The names and school emails of staff members also were affected.

Naperville Unit District 203, Indian Prairie Unit District 204, St. Charles Unit District 303 and Geneva Unit District 304 all have notified community members of the breach and provided information on free credit monitoring Pearson is making available to affected students or staff members through Experian.

Pearson spokesman Scott Overland said the company is not making its list of all affected customers public, so districts whose data was accessed can inform students and parents according to their own policies.

"While we have no evidence that this information has been misused, we have notified the affected customers as a precaution," Overland said in a written statement.

Sinikka Mondini, executive director of communications for Naperville Unit District 203, said the district is encouraging students and parents who have called with privacy concerns to use the free credit monitoring, despite the fact dates of birth were included only "in very rare cases," and other identifying details, such as social security numbers, were not involved.

"Every data breach is concerning," Mondini said. "But there was no truly sensitive information given."

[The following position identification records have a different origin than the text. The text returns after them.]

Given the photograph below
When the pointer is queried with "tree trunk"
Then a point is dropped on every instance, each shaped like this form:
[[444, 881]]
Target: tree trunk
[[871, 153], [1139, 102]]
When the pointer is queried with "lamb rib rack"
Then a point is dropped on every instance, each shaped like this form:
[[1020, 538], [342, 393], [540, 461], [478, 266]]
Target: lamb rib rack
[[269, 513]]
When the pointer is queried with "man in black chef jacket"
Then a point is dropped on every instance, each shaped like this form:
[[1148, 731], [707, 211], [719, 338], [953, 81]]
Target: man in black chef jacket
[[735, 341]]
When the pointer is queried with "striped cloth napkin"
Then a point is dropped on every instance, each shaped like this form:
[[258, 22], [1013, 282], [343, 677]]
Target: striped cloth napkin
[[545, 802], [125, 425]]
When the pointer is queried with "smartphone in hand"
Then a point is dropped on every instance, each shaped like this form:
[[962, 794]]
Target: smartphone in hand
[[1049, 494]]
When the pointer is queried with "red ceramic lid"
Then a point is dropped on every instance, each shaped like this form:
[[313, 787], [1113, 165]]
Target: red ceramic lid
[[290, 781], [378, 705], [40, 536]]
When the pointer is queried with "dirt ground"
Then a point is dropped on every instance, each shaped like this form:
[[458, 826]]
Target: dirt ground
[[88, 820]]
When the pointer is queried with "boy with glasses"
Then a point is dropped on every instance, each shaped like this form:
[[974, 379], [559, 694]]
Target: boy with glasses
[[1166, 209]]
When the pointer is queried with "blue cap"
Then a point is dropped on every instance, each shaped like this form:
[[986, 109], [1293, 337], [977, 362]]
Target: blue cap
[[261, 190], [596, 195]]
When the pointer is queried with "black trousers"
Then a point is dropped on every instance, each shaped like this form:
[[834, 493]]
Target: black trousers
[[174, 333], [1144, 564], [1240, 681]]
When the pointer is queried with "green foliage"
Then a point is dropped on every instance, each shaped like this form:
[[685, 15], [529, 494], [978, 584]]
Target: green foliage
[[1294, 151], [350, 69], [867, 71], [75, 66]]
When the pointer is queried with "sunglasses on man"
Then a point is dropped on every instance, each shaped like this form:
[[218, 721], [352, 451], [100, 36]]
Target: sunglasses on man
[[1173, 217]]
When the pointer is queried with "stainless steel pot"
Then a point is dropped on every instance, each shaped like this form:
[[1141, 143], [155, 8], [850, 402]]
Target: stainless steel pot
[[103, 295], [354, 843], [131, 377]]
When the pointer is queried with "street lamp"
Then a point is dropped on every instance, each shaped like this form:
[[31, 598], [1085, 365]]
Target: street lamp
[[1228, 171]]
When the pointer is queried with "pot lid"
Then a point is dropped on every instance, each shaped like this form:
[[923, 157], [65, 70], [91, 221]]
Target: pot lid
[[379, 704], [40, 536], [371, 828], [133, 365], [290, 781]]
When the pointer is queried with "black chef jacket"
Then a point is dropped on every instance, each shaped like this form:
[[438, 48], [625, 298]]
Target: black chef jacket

Pearson told affected districts that data was breeched from the 2001 through 2016 school years. Names and potentially birth dates of 3,700 students in District 203, 49,000 students in District 204; 3,206 students in District 303; and about 8,000 in District 304 were involved in the breach, along with names and school email addresses of 800 staff members in District 203, 2,300 staff members in District 204, 338 staff members in District 303 and 400 staff members in District 304.

Mondini said the totals depend on how widely each district used the AIMSweb 1.0 software, which she described as a "testing tool to benchmark students."

Some districts used it to track test performance for all students in all grade levels, she said.

A new version of the software has been available since the 2016-17 school year and was unaffected by the breach.

"We were using it with special populations to track growth," Mondini said about the 1.0 version.

District 303, however, no longer uses Pearson's services, spokeswoman Carol Smith said, making it difficult to pinpoint exactly which students - current or former - were affected.

To determine whether they were included in the breach, District 303 encourages students, parents and workers to call the assessment office at (331) 228-4919. As of Thursday morning, eight had.

In letters to their communities, affected districts said they take data security seriously.

"Only the most limited data is provided to vendors for required services," districts 203, 204 and 303 said in their statements. "Contracts with outside vendors are closely vetted to ensure measures are in place at all times to safeguard that data."